How do i handle this? Do i need to get the Bike and Manufacturer object from my DAL, and create a business object from it in my BLL, and after doing some business logic, should i create a ViewModel from it in my controller? Or does my DAL need to return a combined business object? Or can i use the entity object as business classes? Or can i also use my business object as a ViewModel?

I hope that my problem is clear and that anyone can give me a good advise about which object are needed and how, where and when the different types of objects are created, and in which layer this classes should go...

5
@AmateurProgrammer thank you, this clears out at least the ViewModel part of my confusion. I see i can do mapping from Business Objects to ViewModel in my controller. But what about the relation between business objects and entities. Are they the same classes??Jeroen1984
If by 'entities', you mean EF entities, then no. Your business entities are fundamentally logically different than your database/ORM entities. You are not going to apply your business logic directly on objects you get from the database. You would preferably map them to your business objects first. So basically an extra layer would come in.Bhushan Shah

5 Answers

1
votes

You can have a custom business entities, that will be referenced in your views.

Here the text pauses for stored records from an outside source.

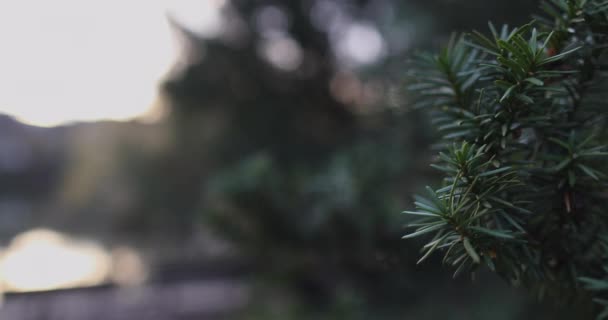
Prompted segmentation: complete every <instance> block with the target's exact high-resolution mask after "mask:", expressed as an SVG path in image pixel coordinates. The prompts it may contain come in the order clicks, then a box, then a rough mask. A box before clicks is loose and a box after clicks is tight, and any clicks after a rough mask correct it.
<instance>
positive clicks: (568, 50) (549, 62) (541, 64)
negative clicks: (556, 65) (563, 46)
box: [538, 47, 581, 66]
mask: <svg viewBox="0 0 608 320" xmlns="http://www.w3.org/2000/svg"><path fill="white" fill-rule="evenodd" d="M580 48H581V47H576V48H574V49H570V50H568V51H564V52H562V53H559V54H556V55H554V56H552V57H548V58H546V59H543V60H542V61H541V62H540V63H539V64H538V65H539V66H542V65H545V64H548V63H552V62H555V61H559V60H561V59H564V58H565V57H567V56H568V55H570V54H572V53H574V52H576V51H578V50H579V49H580Z"/></svg>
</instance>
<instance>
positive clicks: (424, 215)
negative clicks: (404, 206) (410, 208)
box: [401, 211, 441, 218]
mask: <svg viewBox="0 0 608 320" xmlns="http://www.w3.org/2000/svg"><path fill="white" fill-rule="evenodd" d="M401 213H405V214H410V215H415V216H426V217H434V218H437V217H441V216H440V215H438V214H435V213H430V212H420V211H402V212H401Z"/></svg>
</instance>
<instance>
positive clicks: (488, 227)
mask: <svg viewBox="0 0 608 320" xmlns="http://www.w3.org/2000/svg"><path fill="white" fill-rule="evenodd" d="M542 8H543V10H544V12H545V15H544V16H541V17H538V18H537V19H536V20H535V21H532V22H531V23H529V24H526V25H523V26H521V27H517V28H509V27H508V26H503V27H502V28H496V27H495V26H494V25H492V24H491V23H490V24H489V29H490V32H489V34H488V35H486V34H483V33H481V32H477V31H474V32H472V33H471V34H468V35H466V36H463V37H460V38H456V37H454V38H453V39H452V40H451V41H450V43H449V44H448V46H447V48H446V49H444V50H443V51H441V52H440V53H439V54H435V55H433V54H421V55H419V56H418V57H417V59H415V61H414V63H413V67H412V69H413V70H412V71H411V72H410V74H409V78H410V85H409V86H408V88H409V90H410V91H411V92H412V93H413V95H414V97H415V106H417V107H419V108H428V109H429V110H430V113H431V115H432V119H433V124H434V125H435V126H436V127H437V129H438V130H439V132H440V133H441V136H442V139H441V143H440V148H441V149H443V150H445V151H444V152H441V153H440V154H439V157H438V163H436V164H433V165H432V166H433V167H434V168H435V169H438V170H439V171H441V172H442V174H443V175H444V176H445V178H444V183H443V186H442V187H440V188H439V189H436V190H434V189H431V188H428V196H427V197H417V199H416V202H415V206H416V209H415V210H413V211H405V213H406V214H408V215H410V216H412V217H415V218H416V219H415V220H414V221H412V223H410V225H409V226H410V227H412V228H415V229H414V230H413V231H412V232H411V233H409V234H408V235H406V236H405V237H404V238H412V237H417V236H425V237H429V238H430V241H429V242H428V243H427V244H426V245H424V247H423V249H422V251H423V256H422V258H421V259H420V261H419V262H422V261H424V260H425V259H426V258H427V257H428V256H430V255H431V254H432V253H433V252H436V251H443V252H444V259H443V261H444V263H446V264H449V265H452V266H454V267H455V268H456V271H455V275H456V274H459V273H461V272H464V271H474V270H476V269H477V268H479V267H481V266H487V267H488V268H489V269H490V270H492V271H495V272H497V273H498V274H499V275H501V276H503V277H504V278H506V279H507V280H508V281H509V282H510V283H512V284H513V285H523V286H525V287H527V288H530V289H532V290H534V291H535V292H536V293H537V294H538V295H539V296H540V297H542V296H544V295H545V294H546V293H551V294H553V295H555V296H556V297H558V298H583V299H584V297H585V296H586V295H587V293H588V291H589V290H587V289H594V290H593V291H597V289H604V288H605V287H608V286H604V285H599V283H603V282H598V281H599V280H591V279H593V278H597V277H600V278H602V277H604V275H605V274H606V271H605V269H606V268H607V267H608V264H606V257H608V256H607V255H606V250H605V249H604V247H605V244H604V240H603V239H604V238H603V237H604V236H605V235H608V233H607V232H608V229H607V227H608V219H607V217H606V215H605V209H606V208H607V207H608V206H606V191H608V190H607V189H606V186H607V184H606V183H607V182H608V180H607V179H606V178H607V177H606V175H605V172H606V169H607V168H606V162H605V160H606V159H605V157H606V156H608V152H607V151H608V149H607V143H608V139H607V138H608V136H607V135H606V130H605V128H606V116H605V111H604V110H605V107H606V101H608V100H607V98H608V92H607V91H606V89H608V87H607V86H606V75H607V74H606V71H605V70H606V63H607V62H608V60H607V59H606V50H605V48H606V45H607V44H608V42H607V37H606V32H605V31H606V30H607V29H606V26H607V25H608V3H607V2H602V1H584V0H578V1H575V0H573V1H565V0H552V1H546V2H544V3H543V4H542ZM582 277H583V278H582ZM581 279H583V280H582V281H583V283H584V284H586V286H583V285H582V284H583V283H581ZM599 301H600V302H605V301H604V300H599ZM604 304H605V303H604ZM607 315H608V312H604V313H603V314H601V315H600V318H602V317H606V316H607Z"/></svg>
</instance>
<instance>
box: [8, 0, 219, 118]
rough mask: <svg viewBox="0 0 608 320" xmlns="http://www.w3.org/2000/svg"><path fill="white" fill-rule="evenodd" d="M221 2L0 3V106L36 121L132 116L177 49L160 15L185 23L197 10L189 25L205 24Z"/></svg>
mask: <svg viewBox="0 0 608 320" xmlns="http://www.w3.org/2000/svg"><path fill="white" fill-rule="evenodd" d="M204 4H207V5H204ZM222 4H223V1H217V0H216V1H211V0H179V1H172V0H129V1H122V0H103V1H101V0H99V1H82V0H56V1H45V0H20V1H1V2H0V41H1V43H2V52H1V53H0V112H3V113H8V114H11V115H13V116H15V117H17V118H18V119H19V120H21V121H24V122H26V123H29V124H33V125H39V126H53V125H58V124H64V123H67V122H73V121H95V120H102V119H108V120H127V119H131V118H134V117H137V116H139V115H141V114H143V113H145V112H146V111H148V110H149V108H150V107H151V106H152V105H153V103H154V101H155V100H156V98H157V94H158V93H157V88H158V85H159V83H160V81H162V79H163V76H164V75H165V74H166V73H167V72H168V70H169V69H170V68H171V66H172V64H173V62H174V61H175V59H176V55H177V53H178V49H177V45H176V43H175V41H174V40H173V37H172V33H171V30H170V27H169V23H168V21H167V18H166V15H167V13H168V12H177V13H180V12H189V15H184V14H176V18H177V19H178V21H179V19H180V18H182V17H187V18H188V19H189V20H188V21H186V22H185V23H186V24H188V23H193V22H192V21H194V18H193V17H195V16H197V15H196V13H197V12H198V13H200V17H201V19H203V20H205V21H207V23H204V24H199V25H197V27H198V28H199V29H200V28H213V27H214V23H215V24H217V23H218V21H219V18H218V16H219V13H218V11H219V7H220V6H221V5H222ZM214 10H215V11H214ZM213 12H215V15H214V14H213Z"/></svg>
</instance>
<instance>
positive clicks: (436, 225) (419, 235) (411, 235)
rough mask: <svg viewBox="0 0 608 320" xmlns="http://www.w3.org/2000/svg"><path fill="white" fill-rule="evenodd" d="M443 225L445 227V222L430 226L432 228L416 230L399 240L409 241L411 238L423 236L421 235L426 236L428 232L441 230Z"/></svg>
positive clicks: (426, 228)
mask: <svg viewBox="0 0 608 320" xmlns="http://www.w3.org/2000/svg"><path fill="white" fill-rule="evenodd" d="M445 225H446V223H445V222H442V223H438V224H435V225H432V226H430V227H427V228H422V229H418V230H416V231H415V232H412V233H410V234H406V235H404V236H403V237H401V239H411V238H415V237H418V236H421V235H423V234H427V233H429V232H431V231H435V230H438V229H441V228H443V227H444V226H445Z"/></svg>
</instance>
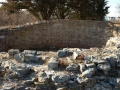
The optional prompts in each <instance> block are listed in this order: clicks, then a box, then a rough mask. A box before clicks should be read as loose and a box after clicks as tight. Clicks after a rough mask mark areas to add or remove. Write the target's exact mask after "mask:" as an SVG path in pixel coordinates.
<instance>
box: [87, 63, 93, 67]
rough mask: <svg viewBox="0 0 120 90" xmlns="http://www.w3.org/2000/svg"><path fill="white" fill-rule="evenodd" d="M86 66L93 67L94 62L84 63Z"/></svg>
mask: <svg viewBox="0 0 120 90" xmlns="http://www.w3.org/2000/svg"><path fill="white" fill-rule="evenodd" d="M86 66H87V67H90V68H93V67H95V64H94V63H89V64H86Z"/></svg>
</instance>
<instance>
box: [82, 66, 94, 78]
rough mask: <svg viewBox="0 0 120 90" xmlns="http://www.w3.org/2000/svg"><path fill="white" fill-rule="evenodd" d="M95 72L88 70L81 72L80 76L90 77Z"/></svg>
mask: <svg viewBox="0 0 120 90" xmlns="http://www.w3.org/2000/svg"><path fill="white" fill-rule="evenodd" d="M94 72H95V69H94V68H88V69H87V70H85V71H84V72H82V76H84V77H91V76H92V75H93V74H94Z"/></svg>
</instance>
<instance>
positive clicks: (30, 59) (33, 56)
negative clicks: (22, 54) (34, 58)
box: [24, 54, 34, 62]
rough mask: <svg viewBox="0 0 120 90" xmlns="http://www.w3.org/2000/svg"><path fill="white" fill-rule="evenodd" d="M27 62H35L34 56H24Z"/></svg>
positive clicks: (25, 55)
mask: <svg viewBox="0 0 120 90" xmlns="http://www.w3.org/2000/svg"><path fill="white" fill-rule="evenodd" d="M24 58H25V61H26V62H30V61H33V60H34V55H33V54H26V55H25V56H24Z"/></svg>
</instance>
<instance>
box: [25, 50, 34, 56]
mask: <svg viewBox="0 0 120 90" xmlns="http://www.w3.org/2000/svg"><path fill="white" fill-rule="evenodd" d="M23 53H25V54H33V55H35V54H36V50H24V51H23Z"/></svg>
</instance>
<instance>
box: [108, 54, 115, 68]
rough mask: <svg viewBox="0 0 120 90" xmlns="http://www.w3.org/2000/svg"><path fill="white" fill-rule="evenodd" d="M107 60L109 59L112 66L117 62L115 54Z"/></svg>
mask: <svg viewBox="0 0 120 90" xmlns="http://www.w3.org/2000/svg"><path fill="white" fill-rule="evenodd" d="M107 60H108V61H109V63H110V65H111V66H112V67H116V64H117V58H116V57H115V56H111V57H110V58H107Z"/></svg>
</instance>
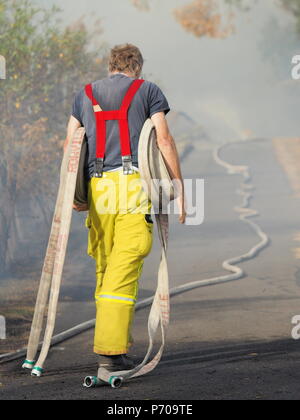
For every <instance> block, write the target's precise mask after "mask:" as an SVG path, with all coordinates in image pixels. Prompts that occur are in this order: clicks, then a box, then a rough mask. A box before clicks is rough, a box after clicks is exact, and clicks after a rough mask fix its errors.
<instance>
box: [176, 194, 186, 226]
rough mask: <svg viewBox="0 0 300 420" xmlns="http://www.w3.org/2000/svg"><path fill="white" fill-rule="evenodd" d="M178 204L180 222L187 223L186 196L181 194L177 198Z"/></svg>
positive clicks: (177, 202) (181, 223) (182, 223)
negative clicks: (186, 211)
mask: <svg viewBox="0 0 300 420" xmlns="http://www.w3.org/2000/svg"><path fill="white" fill-rule="evenodd" d="M177 205H178V208H179V218H178V219H179V223H181V224H182V225H184V224H185V220H186V208H185V198H184V196H183V195H180V196H179V197H178V198H177Z"/></svg>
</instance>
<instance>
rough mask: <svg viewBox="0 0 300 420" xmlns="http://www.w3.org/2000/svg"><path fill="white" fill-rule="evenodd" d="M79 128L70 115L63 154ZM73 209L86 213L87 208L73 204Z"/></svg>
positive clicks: (84, 205)
mask: <svg viewBox="0 0 300 420" xmlns="http://www.w3.org/2000/svg"><path fill="white" fill-rule="evenodd" d="M80 127H81V123H80V122H79V121H78V120H77V119H76V118H75V117H73V115H72V116H71V118H70V120H69V123H68V129H67V138H66V140H65V144H64V153H66V150H67V147H68V144H69V142H70V141H71V139H72V138H73V136H74V134H75V132H76V130H77V129H78V128H80ZM73 209H74V210H76V211H79V212H81V211H88V206H87V205H86V204H83V205H77V204H73Z"/></svg>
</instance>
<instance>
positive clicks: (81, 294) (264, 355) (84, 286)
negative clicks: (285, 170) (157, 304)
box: [0, 140, 300, 401]
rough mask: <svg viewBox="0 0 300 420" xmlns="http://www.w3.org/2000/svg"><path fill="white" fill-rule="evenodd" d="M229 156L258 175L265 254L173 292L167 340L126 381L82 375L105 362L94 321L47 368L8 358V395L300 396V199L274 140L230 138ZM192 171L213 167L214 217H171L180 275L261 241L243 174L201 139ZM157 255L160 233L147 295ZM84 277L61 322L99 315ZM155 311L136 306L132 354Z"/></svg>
mask: <svg viewBox="0 0 300 420" xmlns="http://www.w3.org/2000/svg"><path fill="white" fill-rule="evenodd" d="M222 157H223V158H224V159H225V160H226V161H228V162H230V163H234V164H239V165H241V164H243V165H244V164H246V165H249V166H250V168H251V174H252V176H253V184H254V185H255V187H256V189H255V191H254V198H253V199H252V200H251V205H252V207H253V208H255V209H257V210H258V211H259V212H260V216H259V217H257V218H256V221H257V223H258V224H259V225H260V226H261V227H262V228H263V230H264V231H265V232H266V233H267V234H268V235H269V237H270V240H271V243H270V245H269V247H268V248H267V249H265V250H264V251H263V252H262V253H261V254H260V255H259V256H258V257H257V258H255V259H254V260H251V261H248V262H245V263H243V264H242V266H243V268H244V269H245V271H246V273H247V275H246V276H245V277H244V278H243V279H242V280H238V281H236V282H232V283H228V284H223V285H217V286H212V287H205V288H200V289H198V290H193V291H191V292H188V293H185V294H182V295H180V296H177V297H175V298H174V299H172V308H171V311H172V314H171V316H172V319H171V325H170V330H169V334H168V345H167V349H166V352H165V355H164V358H163V361H162V362H161V364H160V366H159V367H158V368H157V369H156V370H155V371H154V372H152V373H151V374H149V375H147V376H145V377H142V378H138V379H134V380H131V381H130V382H128V383H125V384H124V386H123V387H122V388H121V389H119V390H113V389H111V388H109V387H101V388H97V389H89V390H87V389H83V388H82V386H81V384H82V380H83V378H84V376H86V375H88V374H91V375H93V374H95V373H96V365H95V362H96V360H95V356H94V355H93V353H92V342H93V331H87V332H86V333H84V334H82V335H80V336H77V337H75V338H73V339H71V340H69V341H67V342H65V343H63V344H61V345H60V346H58V347H54V348H53V349H52V350H51V352H50V355H49V359H48V361H47V366H45V367H46V374H45V376H44V377H42V378H39V379H37V378H31V377H30V376H29V375H28V373H24V372H22V370H21V369H20V362H11V363H9V364H6V365H0V375H1V376H0V378H1V379H0V382H1V384H2V385H1V386H0V399H1V400H4V399H5V400H6V399H11V400H14V399H33V400H37V399H56V400H57V399H93V400H115V401H117V400H139V399H142V400H145V399H159V400H165V399H166V400H170V399H171V400H180V401H183V400H190V399H195V400H204V399H213V400H221V399H271V400H274V399H296V400H297V399H299V397H300V373H299V372H300V342H299V341H295V340H293V339H292V338H291V330H292V327H293V326H292V324H291V319H292V317H293V316H295V315H298V314H300V304H299V286H300V275H299V273H300V262H299V260H298V259H297V258H296V255H295V253H294V252H293V248H295V247H296V246H297V244H296V243H295V242H294V240H293V238H294V237H295V235H296V234H297V232H298V231H299V230H300V229H299V225H300V223H299V210H300V201H299V199H295V198H293V196H292V191H291V189H290V186H289V183H288V180H287V178H286V175H285V174H284V173H283V171H282V169H281V167H280V166H279V164H278V162H277V160H276V158H275V154H274V150H273V146H272V142H271V141H265V140H261V141H258V140H256V141H252V142H247V143H235V144H231V145H229V146H227V147H226V148H225V149H224V150H223V151H222ZM184 173H185V176H186V177H198V178H204V179H205V221H204V223H203V224H202V225H201V226H187V227H182V226H179V225H177V224H176V223H175V222H176V220H174V219H173V220H172V226H171V238H170V250H169V262H170V278H171V283H172V285H179V284H182V283H186V282H190V281H193V280H198V279H205V278H209V277H213V276H216V275H218V274H224V271H223V269H222V266H221V265H222V261H223V260H225V259H227V258H229V257H232V256H235V255H240V254H241V253H244V252H246V251H248V250H249V249H250V248H251V247H252V246H253V245H254V244H255V243H257V242H258V238H257V237H256V235H255V234H254V232H253V231H252V230H251V228H250V227H249V226H248V225H246V224H244V223H242V222H241V221H239V220H238V216H237V213H235V212H234V210H233V207H234V206H235V205H239V204H240V197H239V196H238V195H237V194H236V189H237V188H238V186H239V183H240V182H241V177H240V176H237V175H228V174H226V171H225V170H224V169H223V168H221V167H219V166H218V165H216V164H215V163H214V161H213V159H212V155H211V153H210V152H209V151H203V150H200V149H199V150H196V151H195V152H193V154H191V155H190V156H189V158H188V159H187V160H186V161H185V164H184ZM158 258H159V247H158V246H157V245H156V246H155V248H154V251H153V253H152V255H151V256H150V257H149V258H148V260H147V262H146V264H145V268H144V274H143V279H142V280H141V284H140V287H141V293H140V296H141V297H145V296H149V295H151V294H152V291H153V289H154V285H155V280H156V269H157V261H158ZM90 264H92V263H90ZM68 267H69V268H68V269H67V277H68V272H69V273H71V272H72V267H73V269H74V271H75V268H76V271H78V268H79V267H77V266H76V262H74V264H72V263H69V266H68ZM74 267H75V268H74ZM68 270H69V271H68ZM91 271H92V268H91ZM84 277H85V278H84V282H85V283H84V284H83V280H82V278H81V281H80V279H78V280H77V283H76V282H75V283H74V279H73V283H71V281H69V282H68V280H67V281H66V283H65V289H64V291H63V295H64V296H67V295H69V296H70V299H69V300H68V299H65V300H64V301H63V303H61V306H60V316H59V320H58V325H57V331H59V330H61V329H63V328H66V327H69V326H72V325H73V324H74V323H76V322H77V321H78V322H80V321H81V320H86V319H89V318H92V317H93V315H94V308H93V303H92V302H91V297H92V287H93V281H92V275H91V274H88V275H87V273H86V272H85V276H84ZM148 312H149V311H148V310H142V311H140V312H138V313H137V314H136V321H135V325H134V337H135V346H134V348H133V353H132V354H133V356H134V357H135V358H136V359H137V360H141V359H142V358H143V356H144V352H145V350H146V347H147V328H146V324H147V316H148Z"/></svg>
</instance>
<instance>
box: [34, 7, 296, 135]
mask: <svg viewBox="0 0 300 420" xmlns="http://www.w3.org/2000/svg"><path fill="white" fill-rule="evenodd" d="M36 1H37V2H39V3H40V4H43V5H46V6H49V5H50V4H51V3H55V4H58V5H59V6H60V7H61V8H62V9H63V10H64V16H65V19H66V20H65V22H67V23H68V22H71V21H74V20H77V19H78V18H79V17H80V16H82V15H83V14H85V16H86V18H85V19H86V21H87V22H89V20H90V19H94V20H96V19H98V18H100V19H101V21H102V26H103V29H104V32H103V38H104V40H105V41H107V43H108V45H110V46H112V45H114V44H117V43H122V42H128V41H129V42H132V43H136V44H137V45H139V46H140V48H141V49H142V51H143V54H144V56H145V58H146V64H145V74H146V76H147V77H149V78H150V79H152V80H154V81H156V82H157V81H159V85H160V86H161V87H162V89H163V90H164V92H165V93H166V96H167V97H168V99H169V102H170V105H171V108H172V109H174V110H177V111H184V112H185V113H187V114H188V115H190V116H191V117H192V118H193V119H194V120H195V121H196V122H197V124H200V125H202V126H204V128H205V129H206V130H207V132H208V134H209V135H210V136H211V137H212V138H214V139H215V140H216V141H218V142H224V141H229V140H232V139H236V138H247V136H248V135H250V133H253V135H256V136H260V137H261V136H264V137H276V136H297V135H298V129H299V128H298V115H297V109H298V106H297V103H298V91H299V87H300V81H299V82H296V81H292V79H291V74H290V72H291V58H292V56H293V55H294V54H296V53H299V52H300V51H299V50H298V51H297V37H296V36H295V34H294V31H293V28H294V26H293V20H292V18H291V16H290V15H289V14H288V13H287V12H286V11H284V10H283V9H282V8H280V6H279V3H278V2H277V1H274V0H258V1H257V2H253V7H252V9H251V10H250V11H249V12H245V11H239V10H237V11H236V16H235V26H236V32H235V34H233V35H232V36H229V37H228V38H227V39H225V40H215V39H208V38H201V39H198V38H196V37H194V36H193V35H192V34H189V33H187V32H186V31H185V30H184V29H183V28H182V27H181V26H180V25H179V24H178V22H176V19H174V15H173V11H174V9H175V8H177V7H182V6H183V5H184V4H185V3H186V4H188V3H189V1H190V0H184V1H182V0H164V1H163V2H162V1H156V0H153V1H152V7H151V8H150V10H149V11H148V12H147V13H141V12H139V11H138V10H137V9H136V8H134V7H133V6H132V3H131V2H130V1H129V0H128V1H122V2H120V1H119V0H111V1H110V2H104V1H102V2H99V1H98V0H87V1H86V2H76V7H74V2H73V1H72V0H60V1H55V0H52V1H49V0H47V1H45V0H36ZM162 34H164V35H163V36H162ZM247 133H248V134H247Z"/></svg>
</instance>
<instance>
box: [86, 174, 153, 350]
mask: <svg viewBox="0 0 300 420" xmlns="http://www.w3.org/2000/svg"><path fill="white" fill-rule="evenodd" d="M88 196H89V214H88V217H87V220H86V225H87V227H88V228H89V235H88V254H89V255H90V256H91V257H93V258H94V259H95V262H96V280H97V285H96V292H95V299H96V326H95V340H94V352H95V353H97V354H103V355H118V354H126V353H127V352H128V349H129V347H130V345H131V344H132V338H131V326H132V321H133V317H134V310H135V303H136V299H137V294H138V281H139V278H140V275H141V272H142V267H143V261H144V258H145V257H146V256H147V255H148V254H149V253H150V251H151V247H152V233H153V223H152V221H151V218H149V216H147V215H149V214H150V212H151V203H150V202H149V200H148V198H147V196H146V194H145V192H144V190H143V188H142V183H141V178H140V175H139V173H138V172H136V173H134V174H132V175H123V170H120V171H116V172H104V174H103V178H92V179H91V181H90V182H89V193H88Z"/></svg>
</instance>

In you business implementation you can have some mapper that will map your Entity Framework entities to your custom business entities, you can use Automapper to achieve this.

I hope this will help.

1
votes

The answer to your question is easy. There is NO relationship between your different layers of models. They are completely isolated, and do not refer to each other. Not at all. As such, there is nothing to be confused about.

You have code in different parts of your layer that maps between two layers UI->Business and Business->Data, but that should be the extent of any interaction between them.

1
votes

You should have some common functionality where you'll have all your mapping for your Business and EF entities.

and in your implementation you will map just ask your mapper to provide actual entities.

There should be some common class that will create mappings for you.

Something like this

public static void CreateTestMapping() { Mapper.CreateMap<DataAccess.Entities.Test, Business.Entities>() .ForMember(s => s.Col1, d => d.MapFrom(t => t.Colabc)) .ForMember(s => s.Col2, d => d.MapFrom(t => t.ReferenceTable.RefTableCol1)); }

and in your business implementation you'll use this mapping to convert Business.Entities to EF.Entities and visa-versa

Mapper.Map<Business.Entities.Test, EF.Entities.Test>(source, destination);

1
votes

What i would do is:

Your DAL returns a List<Bike> and a List<Manufacturer>.

Then your Business Layer should manipulate these and return to asp.net MVC an appropriate object.

For example a List<Manufacturer> which contains for every item a List<Bike>.

Create the appropriate ViewModels and add Controller logic to manipulate them BUT DO NOT do any core business manipulation there, just UI manipulation to suit your views.

Also i would recommend NOT to bind your UI with your DAL.

Keep your UI project referenceing the common libraries + Business layer project.

Let the business communicate with the DAL.

0
votes

IMHO, part of confusion comes from the fact that you "can't" break all links between your projects even if you want for "design" and separation of concern reasons.

Well, in fact you can (and may be should) break, but the cost is, at least: lost intelisense and/or marshalling coding.

At the end, your projects are linked at least by a convention. One project expects a behavior from the other. If you publish weather data, you expect your DAL to provide weather data and not financial data, even if it should be wise to handle the case.

At least one project must expose an interface/DTO, and the other must implement this interface.

Usually and humbly, I try to make the business logic independent : business can be built without reference to any other project (PLEASE: note I speak of project not of layer). So My abstract classes or interfaces are in the business or domain project. Why: the most probable changes are GUI technology changing or persistence technology changing, so if you want to interact with me here are the contracts (false friend here).

So the web site (or any GUI) project references the business project and the DAL project, the DAL project references the business project.

  • The controller get the data from the DAL and provide it to the domain/business logic
  • The controller then provide the unattached result to razor, and/or persist the result by the DAL.

BUT imho, evil starts when you stop mastering the scope of your context (DbContext, ObjectContext,...). Other saying try to avoid providing attached object to Razor.